Summer Heat: NASA’s Mission to ‘Touch’ the Sun

Imagine flying into the outer layer of the sun. So far, the closest a spacecraft has come to the sun was in 1976 when NASA’s Helios 2 made it to within 27 million miles of the surface. Now NASA plans to improve on the observations made with Helios 2 and distant satellite observations by sending the Parker Solar Probe to the sun.

Sun Layers DiagramNASA plans to launch the Parker Solar Probe during summer 2018. The spacecraft will spend several months making the journey to the sun before finally arriving in the fall. As the craft nears the sun, it will navigate through a series of maneuvers designed to slow its speed to less than 0.5 million miles per hour as it approaches the outer layer of the sun, known as the corona.

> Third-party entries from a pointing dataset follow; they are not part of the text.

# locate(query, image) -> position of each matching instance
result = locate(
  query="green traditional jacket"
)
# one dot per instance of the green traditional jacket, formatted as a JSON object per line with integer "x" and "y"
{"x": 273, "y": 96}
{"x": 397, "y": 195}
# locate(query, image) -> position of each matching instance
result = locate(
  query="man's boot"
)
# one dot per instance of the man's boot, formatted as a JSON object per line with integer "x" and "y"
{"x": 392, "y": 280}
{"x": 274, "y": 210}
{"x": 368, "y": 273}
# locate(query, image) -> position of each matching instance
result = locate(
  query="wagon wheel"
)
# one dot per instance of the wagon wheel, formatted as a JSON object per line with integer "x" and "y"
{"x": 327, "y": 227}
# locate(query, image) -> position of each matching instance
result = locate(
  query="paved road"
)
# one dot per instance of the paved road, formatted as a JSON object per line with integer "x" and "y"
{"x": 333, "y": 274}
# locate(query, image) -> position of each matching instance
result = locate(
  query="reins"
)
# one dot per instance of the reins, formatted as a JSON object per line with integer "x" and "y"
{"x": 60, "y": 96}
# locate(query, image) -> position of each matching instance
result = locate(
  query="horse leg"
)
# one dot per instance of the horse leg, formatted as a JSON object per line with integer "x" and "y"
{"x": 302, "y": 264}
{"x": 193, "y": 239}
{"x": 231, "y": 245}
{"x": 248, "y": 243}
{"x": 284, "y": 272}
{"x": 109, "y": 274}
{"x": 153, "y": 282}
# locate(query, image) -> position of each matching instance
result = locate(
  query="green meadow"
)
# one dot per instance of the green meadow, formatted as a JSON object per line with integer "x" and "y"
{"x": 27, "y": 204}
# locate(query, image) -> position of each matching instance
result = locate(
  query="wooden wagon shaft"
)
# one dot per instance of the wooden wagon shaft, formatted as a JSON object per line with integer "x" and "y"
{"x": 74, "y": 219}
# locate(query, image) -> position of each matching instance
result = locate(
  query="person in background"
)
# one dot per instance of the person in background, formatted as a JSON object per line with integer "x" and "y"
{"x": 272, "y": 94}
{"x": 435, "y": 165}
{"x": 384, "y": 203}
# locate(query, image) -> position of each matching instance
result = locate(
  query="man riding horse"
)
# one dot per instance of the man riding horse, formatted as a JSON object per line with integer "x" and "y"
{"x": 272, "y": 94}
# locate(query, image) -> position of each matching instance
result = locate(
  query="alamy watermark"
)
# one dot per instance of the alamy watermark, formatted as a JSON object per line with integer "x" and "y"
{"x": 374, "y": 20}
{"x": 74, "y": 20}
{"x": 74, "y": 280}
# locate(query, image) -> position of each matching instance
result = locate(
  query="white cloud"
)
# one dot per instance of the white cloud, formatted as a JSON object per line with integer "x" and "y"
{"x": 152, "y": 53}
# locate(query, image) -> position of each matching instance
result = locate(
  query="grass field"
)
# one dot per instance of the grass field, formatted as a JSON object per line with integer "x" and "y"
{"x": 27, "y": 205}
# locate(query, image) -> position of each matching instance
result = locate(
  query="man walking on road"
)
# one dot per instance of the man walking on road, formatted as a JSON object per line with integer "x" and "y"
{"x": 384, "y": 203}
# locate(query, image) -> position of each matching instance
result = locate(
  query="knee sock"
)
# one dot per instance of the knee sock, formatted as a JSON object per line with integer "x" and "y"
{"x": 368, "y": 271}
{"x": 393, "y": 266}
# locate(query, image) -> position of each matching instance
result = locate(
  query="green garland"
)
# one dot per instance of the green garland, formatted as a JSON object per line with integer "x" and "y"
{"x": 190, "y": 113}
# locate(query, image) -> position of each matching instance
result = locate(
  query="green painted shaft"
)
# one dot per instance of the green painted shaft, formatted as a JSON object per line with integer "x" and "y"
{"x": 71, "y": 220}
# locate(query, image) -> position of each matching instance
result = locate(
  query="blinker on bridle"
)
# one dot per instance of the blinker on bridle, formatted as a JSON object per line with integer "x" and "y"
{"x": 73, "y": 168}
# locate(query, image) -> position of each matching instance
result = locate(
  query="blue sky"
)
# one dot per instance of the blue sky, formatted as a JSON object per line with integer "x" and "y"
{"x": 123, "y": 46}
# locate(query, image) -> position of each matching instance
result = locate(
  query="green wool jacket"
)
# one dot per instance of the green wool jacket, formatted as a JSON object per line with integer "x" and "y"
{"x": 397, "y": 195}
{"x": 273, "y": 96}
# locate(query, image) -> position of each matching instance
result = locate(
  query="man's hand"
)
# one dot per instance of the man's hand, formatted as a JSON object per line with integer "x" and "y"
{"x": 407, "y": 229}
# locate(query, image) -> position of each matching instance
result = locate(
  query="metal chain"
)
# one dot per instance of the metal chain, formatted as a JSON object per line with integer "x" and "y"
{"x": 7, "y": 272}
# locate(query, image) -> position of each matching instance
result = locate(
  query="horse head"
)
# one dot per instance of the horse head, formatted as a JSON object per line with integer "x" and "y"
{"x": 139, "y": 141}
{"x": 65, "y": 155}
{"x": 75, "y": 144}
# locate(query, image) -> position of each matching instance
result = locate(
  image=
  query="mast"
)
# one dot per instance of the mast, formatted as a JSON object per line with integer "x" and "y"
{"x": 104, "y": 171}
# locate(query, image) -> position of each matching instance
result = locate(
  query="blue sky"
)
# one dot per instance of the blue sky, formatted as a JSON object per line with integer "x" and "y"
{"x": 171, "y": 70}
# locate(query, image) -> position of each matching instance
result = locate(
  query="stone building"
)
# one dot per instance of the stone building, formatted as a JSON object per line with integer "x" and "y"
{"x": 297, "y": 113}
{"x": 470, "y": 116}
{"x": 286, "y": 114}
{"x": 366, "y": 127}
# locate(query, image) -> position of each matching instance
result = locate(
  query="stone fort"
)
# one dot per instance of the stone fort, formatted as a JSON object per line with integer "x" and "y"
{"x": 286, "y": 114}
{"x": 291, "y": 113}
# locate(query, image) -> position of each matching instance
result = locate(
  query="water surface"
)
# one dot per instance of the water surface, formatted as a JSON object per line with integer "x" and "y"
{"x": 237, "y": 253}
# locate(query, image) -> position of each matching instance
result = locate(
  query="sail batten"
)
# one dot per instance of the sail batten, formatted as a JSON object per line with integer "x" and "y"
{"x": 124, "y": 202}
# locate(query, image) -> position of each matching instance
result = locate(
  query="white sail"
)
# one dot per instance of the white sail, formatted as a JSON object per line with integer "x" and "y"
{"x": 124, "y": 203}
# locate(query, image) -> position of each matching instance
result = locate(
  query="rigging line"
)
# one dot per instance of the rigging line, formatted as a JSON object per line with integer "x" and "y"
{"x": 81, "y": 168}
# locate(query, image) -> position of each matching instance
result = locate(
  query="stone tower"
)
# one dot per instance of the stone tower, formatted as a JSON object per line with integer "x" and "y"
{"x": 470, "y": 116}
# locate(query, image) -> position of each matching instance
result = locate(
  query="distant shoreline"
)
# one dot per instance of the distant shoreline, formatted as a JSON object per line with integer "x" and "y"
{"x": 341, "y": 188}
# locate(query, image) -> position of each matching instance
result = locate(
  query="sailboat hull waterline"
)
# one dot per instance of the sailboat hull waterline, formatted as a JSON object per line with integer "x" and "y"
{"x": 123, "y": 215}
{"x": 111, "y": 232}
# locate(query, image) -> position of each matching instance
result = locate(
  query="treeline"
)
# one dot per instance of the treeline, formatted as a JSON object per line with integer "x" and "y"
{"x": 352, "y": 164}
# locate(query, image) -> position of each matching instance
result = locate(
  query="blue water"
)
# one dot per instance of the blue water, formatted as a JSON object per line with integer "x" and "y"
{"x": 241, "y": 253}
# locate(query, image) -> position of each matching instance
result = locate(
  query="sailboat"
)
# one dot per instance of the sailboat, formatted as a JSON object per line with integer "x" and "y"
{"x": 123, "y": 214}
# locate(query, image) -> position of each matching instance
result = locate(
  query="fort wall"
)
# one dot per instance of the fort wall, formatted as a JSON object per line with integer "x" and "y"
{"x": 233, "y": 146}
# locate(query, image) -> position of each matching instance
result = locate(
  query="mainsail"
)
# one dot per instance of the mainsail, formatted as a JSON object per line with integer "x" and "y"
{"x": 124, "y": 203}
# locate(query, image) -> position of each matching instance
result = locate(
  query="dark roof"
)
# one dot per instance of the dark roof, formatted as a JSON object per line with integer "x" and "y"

The Parker Solar Probe will then enter the corona – which starts about four million miles from the surface of the sun – and utilize a variety of on-board instruments to collect data to send back to scientists at NASA.

As you might imagine, approaching the sun means that the probe will need to ensure extreme temperatures, which is in fact part of the probe’s mission. As CBS News reports, the photosphere – the surface of the sun itself – reaches temperatures of 6,000 degrees F, but areas of the corona can reach temperatures in the millions of degrees. The craft and its instruments will be protected from temperatures as high as 2,500 degrees F by a special 4.5-inch thick heat shield which scientists hope will allow to probe to gather better data on why this heat discrepancy exists.

There are several other questions that scientists hope to answer with this space mission, including how the sun produces supersonic-speed winds that affect satellites and spacecrafts. The craft will carry instruments to measure electronic particles and telescopes to provide close-up images of the sun.

The Parker Solar Probe is also unique as it is the first spacecraft to be named after a retired physicist during their lifetime, notes NPR. The probe is named for Eugene Parker, who is credited with first predicting solar winds nearly 60 years ago, and is poised to celebrate his 90th birthday this year.